In the current situation – with Russia's invasion of Ukraine and the ongoing electricity crisis – prevention measures are more important than ever in reducing the vulnerability of society and its citizens.

MSB, together with the sector authorities, has a responsibility to develop societal resilience in collaboration with private companies, municipalities, regions, state authorities and NGOs. But the overall resilience of society is still completely dependent on the security measures that the respective companies have in place.

As Civil Defence Minister Carl-Oskar Bohlin said recently: “There is no excuse for not working very actively and insistently to protect against this type of attack.”

In plain language, it is not possible or reasonable for a company(ies) to sit and wait for help. Company management must take action to increase their own security, and therefore also that of society as a whole.

We see three areas that everyone should work on to achieve this goal:

Understand your protection values and build custom protection.

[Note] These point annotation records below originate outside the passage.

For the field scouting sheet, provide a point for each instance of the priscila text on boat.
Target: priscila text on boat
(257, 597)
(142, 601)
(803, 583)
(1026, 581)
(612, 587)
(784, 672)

Map out what information you have, how significant it is for the business, where it is stored and not least what it should be protected from. Adapt protective measures based on the needs and legal requirements of the business. Always take IT security measures to get a basic level of protection. Get help from the recommendations from various authorities such as the Swedish Civil Contingencies Agency (MSB), the National Cyber Security Centre (NCSC) and the Police Authority.

Prepare for system outages.

Plan for how you will handle disruptions in your systems so that these affect your service deliveries as little as possible. Start with the processes that are critical to your deliveries. Practice your emergency plans so that you are prepared to use them if you become a victim of a cyberattack.

Build an ecosystem.

Establish a forum for collaboration with your suppliers and industry colleagues. Everyone faces similar challenges and threats. A concrete example is NCSC's collaboration forum for a number of the important players in the financial system.

Company managers around Sweden should take responsibility and work together create resilient protection against cyberattacks. If they do not, they are not only endangering the finances of their companies, but also Sweden’s security.